Friday, May 25 2018

VietNamNews

Christmas eve in the cold

Update: March, 11/2018 - 09:00
Wooden houses covered in white snow in Oymyakon City. — Photo Alex Okulovsky
Viet Nam News

There is a very remote place in Russia that is the coldest place in the world.

Bùi Thị Hồng Ngọc became the first person from Việt Nam to visit the place.

She found the weather very cold but the people warm and friendly.

Her visit was when they were celebrating Christmas Eve and there was a party mood out in the cold.

We departed from Moscow to Yakutsk, Sakha Republic in Russia, to arrive in the city located within the North polar circle of the Earth — Oymyakon. The runway was covered with thin ice although the workers clean it every hour to avoid sliding of airplanes during taking off or landing. From this city, my Russian companion and I started our once-in-a-lifetime adventure.

When we first stepped outside, it was -33 degrees Celsius. Just imagine when you open a refrigerator and cold air blows straight into your face, making you shiver. Normally the temperature of a refrigerator only reaches close to -18 degrees Celsius, so that cold in Yakutsk was double. Well, welcome to Yakutsk, the entrance of the Earth’s giant freezer refrigerator.

Yakutsk is the largest city in the world built on permafrost. The temperature remains -8oC frozen all year round at below four metres deep, while the temperatures above the ground change every minute.
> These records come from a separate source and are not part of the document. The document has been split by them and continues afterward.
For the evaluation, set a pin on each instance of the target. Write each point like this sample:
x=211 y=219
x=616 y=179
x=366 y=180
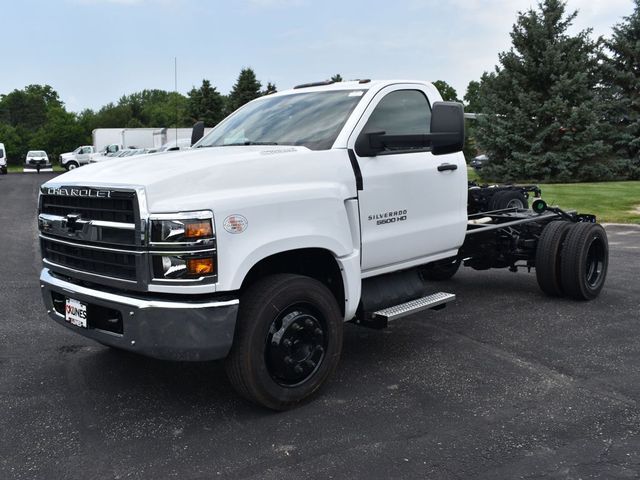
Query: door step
x=435 y=300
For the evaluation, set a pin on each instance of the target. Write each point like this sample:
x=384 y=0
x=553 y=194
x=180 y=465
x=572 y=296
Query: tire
x=442 y=270
x=509 y=199
x=585 y=260
x=548 y=256
x=287 y=343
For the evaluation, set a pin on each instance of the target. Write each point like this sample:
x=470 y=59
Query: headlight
x=195 y=227
x=188 y=238
x=183 y=267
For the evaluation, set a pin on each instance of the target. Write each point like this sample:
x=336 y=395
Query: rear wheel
x=548 y=257
x=288 y=341
x=585 y=260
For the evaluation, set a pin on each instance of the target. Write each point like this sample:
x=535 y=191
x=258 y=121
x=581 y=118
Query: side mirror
x=446 y=135
x=447 y=128
x=197 y=133
x=369 y=144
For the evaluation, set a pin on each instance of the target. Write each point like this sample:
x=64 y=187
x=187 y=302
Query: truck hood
x=195 y=178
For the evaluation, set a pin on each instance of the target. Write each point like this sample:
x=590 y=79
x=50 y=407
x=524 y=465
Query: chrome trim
x=193 y=215
x=72 y=289
x=48 y=217
x=202 y=242
x=196 y=215
x=93 y=247
x=176 y=253
x=84 y=272
x=121 y=226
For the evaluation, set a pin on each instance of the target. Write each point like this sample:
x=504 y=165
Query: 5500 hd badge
x=388 y=217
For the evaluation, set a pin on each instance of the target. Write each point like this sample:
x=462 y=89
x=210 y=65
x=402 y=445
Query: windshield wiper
x=247 y=143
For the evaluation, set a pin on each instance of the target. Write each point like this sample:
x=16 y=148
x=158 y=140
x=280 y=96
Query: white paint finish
x=435 y=202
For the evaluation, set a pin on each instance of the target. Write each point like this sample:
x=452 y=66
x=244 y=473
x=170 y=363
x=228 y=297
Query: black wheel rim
x=296 y=345
x=595 y=262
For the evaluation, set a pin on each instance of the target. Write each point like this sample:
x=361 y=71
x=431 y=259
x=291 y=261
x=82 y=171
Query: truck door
x=411 y=212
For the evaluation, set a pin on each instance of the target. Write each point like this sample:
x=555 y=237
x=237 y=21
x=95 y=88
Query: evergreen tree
x=472 y=98
x=206 y=104
x=542 y=115
x=447 y=92
x=271 y=88
x=246 y=88
x=622 y=90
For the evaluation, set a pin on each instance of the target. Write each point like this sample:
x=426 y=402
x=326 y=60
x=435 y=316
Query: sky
x=94 y=51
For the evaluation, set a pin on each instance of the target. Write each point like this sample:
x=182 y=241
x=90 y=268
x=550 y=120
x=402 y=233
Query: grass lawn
x=18 y=168
x=610 y=202
x=615 y=202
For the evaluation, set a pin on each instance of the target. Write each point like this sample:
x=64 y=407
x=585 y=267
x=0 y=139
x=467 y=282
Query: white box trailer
x=129 y=137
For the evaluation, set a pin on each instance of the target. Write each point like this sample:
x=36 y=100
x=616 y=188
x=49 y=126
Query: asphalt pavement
x=503 y=383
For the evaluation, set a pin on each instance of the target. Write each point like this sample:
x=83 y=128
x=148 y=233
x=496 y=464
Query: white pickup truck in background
x=324 y=204
x=80 y=156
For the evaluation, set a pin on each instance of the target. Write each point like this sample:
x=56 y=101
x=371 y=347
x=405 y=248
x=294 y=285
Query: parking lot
x=503 y=383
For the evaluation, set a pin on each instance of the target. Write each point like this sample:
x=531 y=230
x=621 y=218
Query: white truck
x=80 y=156
x=324 y=204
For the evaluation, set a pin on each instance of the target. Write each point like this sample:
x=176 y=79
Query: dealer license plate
x=75 y=313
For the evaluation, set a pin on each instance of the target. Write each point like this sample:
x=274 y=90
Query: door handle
x=447 y=166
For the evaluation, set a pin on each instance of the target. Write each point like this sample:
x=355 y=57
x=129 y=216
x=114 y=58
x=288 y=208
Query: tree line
x=35 y=118
x=560 y=106
x=557 y=107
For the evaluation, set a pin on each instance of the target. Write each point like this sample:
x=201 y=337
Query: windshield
x=312 y=119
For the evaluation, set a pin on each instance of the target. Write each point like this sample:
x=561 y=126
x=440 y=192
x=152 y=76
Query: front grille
x=99 y=262
x=119 y=209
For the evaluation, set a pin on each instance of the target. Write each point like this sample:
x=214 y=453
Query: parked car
x=324 y=204
x=180 y=144
x=80 y=156
x=3 y=159
x=37 y=159
x=479 y=161
x=127 y=152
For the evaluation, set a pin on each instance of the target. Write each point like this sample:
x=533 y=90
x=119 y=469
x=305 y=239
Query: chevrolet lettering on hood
x=77 y=192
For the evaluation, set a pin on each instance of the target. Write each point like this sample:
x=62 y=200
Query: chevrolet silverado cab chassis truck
x=304 y=209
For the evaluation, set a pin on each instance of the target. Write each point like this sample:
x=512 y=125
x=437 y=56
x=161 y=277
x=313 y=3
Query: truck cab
x=80 y=156
x=302 y=210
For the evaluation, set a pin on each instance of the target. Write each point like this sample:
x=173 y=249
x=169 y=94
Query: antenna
x=175 y=70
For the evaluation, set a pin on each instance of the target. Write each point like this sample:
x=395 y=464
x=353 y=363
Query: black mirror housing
x=446 y=135
x=197 y=133
x=447 y=128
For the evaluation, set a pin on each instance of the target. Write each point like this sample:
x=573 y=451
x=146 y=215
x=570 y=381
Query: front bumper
x=193 y=330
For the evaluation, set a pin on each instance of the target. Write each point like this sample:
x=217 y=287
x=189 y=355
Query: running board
x=435 y=300
x=381 y=318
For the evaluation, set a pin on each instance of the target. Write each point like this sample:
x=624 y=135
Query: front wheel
x=287 y=343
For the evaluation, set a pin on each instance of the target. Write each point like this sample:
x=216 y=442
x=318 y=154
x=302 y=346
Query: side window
x=403 y=112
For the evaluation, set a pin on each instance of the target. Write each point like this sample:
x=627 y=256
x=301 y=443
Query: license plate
x=75 y=313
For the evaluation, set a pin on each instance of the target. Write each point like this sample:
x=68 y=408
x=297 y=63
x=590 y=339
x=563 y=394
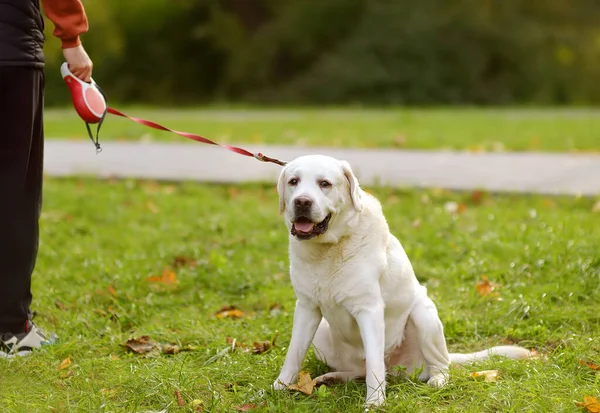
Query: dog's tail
x=512 y=352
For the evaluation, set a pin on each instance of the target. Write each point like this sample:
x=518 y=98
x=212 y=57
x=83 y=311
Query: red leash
x=198 y=138
x=90 y=104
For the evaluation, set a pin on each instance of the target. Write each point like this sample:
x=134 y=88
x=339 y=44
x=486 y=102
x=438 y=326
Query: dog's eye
x=325 y=184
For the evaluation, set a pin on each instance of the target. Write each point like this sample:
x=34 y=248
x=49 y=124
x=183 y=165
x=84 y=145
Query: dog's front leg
x=307 y=317
x=372 y=331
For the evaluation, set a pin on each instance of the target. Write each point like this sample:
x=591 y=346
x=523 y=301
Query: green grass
x=102 y=240
x=492 y=129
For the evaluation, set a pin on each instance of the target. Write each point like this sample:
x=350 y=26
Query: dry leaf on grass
x=489 y=376
x=246 y=407
x=260 y=347
x=305 y=383
x=145 y=344
x=65 y=363
x=180 y=401
x=590 y=365
x=112 y=290
x=487 y=288
x=167 y=277
x=153 y=208
x=183 y=261
x=230 y=311
x=590 y=403
x=141 y=345
x=477 y=197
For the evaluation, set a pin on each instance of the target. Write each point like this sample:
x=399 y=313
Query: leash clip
x=89 y=101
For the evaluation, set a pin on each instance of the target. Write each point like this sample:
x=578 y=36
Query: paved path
x=519 y=172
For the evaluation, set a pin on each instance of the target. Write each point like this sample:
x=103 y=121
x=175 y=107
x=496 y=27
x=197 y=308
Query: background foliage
x=341 y=51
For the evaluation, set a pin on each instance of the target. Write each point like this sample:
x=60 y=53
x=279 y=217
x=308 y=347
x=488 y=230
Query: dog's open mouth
x=303 y=228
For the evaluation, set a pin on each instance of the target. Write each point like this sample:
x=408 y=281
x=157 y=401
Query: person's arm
x=70 y=21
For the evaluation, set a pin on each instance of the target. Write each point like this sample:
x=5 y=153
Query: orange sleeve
x=69 y=20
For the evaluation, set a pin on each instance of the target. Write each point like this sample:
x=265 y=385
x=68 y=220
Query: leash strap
x=194 y=137
x=87 y=125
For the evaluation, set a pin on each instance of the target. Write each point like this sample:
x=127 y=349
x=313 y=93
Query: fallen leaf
x=108 y=392
x=141 y=345
x=233 y=192
x=197 y=405
x=180 y=401
x=167 y=277
x=477 y=149
x=477 y=197
x=275 y=309
x=112 y=290
x=153 y=208
x=260 y=347
x=236 y=344
x=590 y=365
x=498 y=147
x=451 y=207
x=229 y=312
x=170 y=349
x=489 y=376
x=66 y=374
x=534 y=143
x=305 y=383
x=486 y=287
x=65 y=363
x=246 y=407
x=182 y=261
x=590 y=403
x=399 y=141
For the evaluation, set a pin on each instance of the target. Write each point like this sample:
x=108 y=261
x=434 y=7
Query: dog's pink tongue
x=304 y=226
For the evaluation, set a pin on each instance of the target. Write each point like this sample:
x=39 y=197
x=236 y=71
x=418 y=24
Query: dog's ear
x=355 y=192
x=281 y=189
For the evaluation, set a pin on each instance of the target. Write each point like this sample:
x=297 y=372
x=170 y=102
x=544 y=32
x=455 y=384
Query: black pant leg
x=21 y=176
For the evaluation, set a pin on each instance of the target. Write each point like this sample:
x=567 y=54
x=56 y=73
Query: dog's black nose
x=303 y=202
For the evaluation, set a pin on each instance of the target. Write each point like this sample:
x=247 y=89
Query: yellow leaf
x=229 y=312
x=534 y=143
x=489 y=376
x=112 y=290
x=167 y=277
x=590 y=403
x=305 y=383
x=153 y=208
x=484 y=287
x=65 y=363
x=590 y=365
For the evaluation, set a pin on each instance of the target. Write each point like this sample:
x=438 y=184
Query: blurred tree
x=341 y=51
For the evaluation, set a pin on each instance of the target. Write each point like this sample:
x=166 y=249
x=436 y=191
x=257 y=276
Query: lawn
x=124 y=259
x=472 y=129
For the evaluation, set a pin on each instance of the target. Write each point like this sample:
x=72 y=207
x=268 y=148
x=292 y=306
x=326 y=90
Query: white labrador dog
x=358 y=300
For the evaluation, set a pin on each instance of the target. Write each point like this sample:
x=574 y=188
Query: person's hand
x=79 y=62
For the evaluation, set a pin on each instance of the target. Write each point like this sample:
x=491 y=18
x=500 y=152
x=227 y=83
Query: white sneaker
x=12 y=345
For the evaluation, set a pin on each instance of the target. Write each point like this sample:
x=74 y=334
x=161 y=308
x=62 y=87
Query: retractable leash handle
x=88 y=100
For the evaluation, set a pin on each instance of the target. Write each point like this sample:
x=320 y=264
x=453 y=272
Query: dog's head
x=315 y=191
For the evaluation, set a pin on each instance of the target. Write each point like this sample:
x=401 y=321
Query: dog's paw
x=374 y=400
x=438 y=380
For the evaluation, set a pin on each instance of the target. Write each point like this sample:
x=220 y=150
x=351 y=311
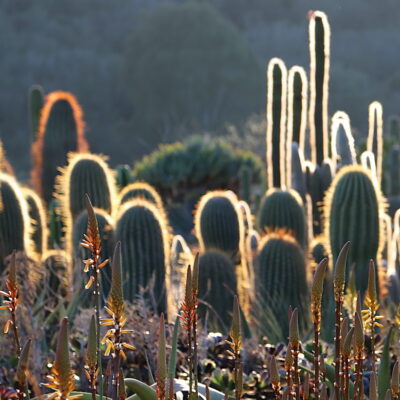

The condition is not favourable for constructions so each building must stand on concrete columns with a special structure to prevent ground melting.

We arrived right on December 31, when the whole city was in a festive mood. Russian people were celebrating their biggest festival — Russian Christmas Eve — which ran until January 7.

They don’t celebrate Christmas on December 24. The simple reason for this is because Russians follow Orthodox Christianity and they use the Julian Calendar, while most other countries have adopted the Gregorian calendar. Their traditional symbols for New Year’s Eve and Christmas Eve are “Ded Moroz” (Grandfather Frost) and his granddaughter, Snegurochka, instead of Santa Claus.

That night, we followed local people to the mountain next to the city, from there, we had the best scene of a bonfire in the middle of snow-covered woods, full moon and the city covered in massive fireworks shooting from 100 locations at the same time. That night the temperature went down to -37oC and it was the first time I couldn’t feel my feet even when I had equipped myself carefully from toes to teeth.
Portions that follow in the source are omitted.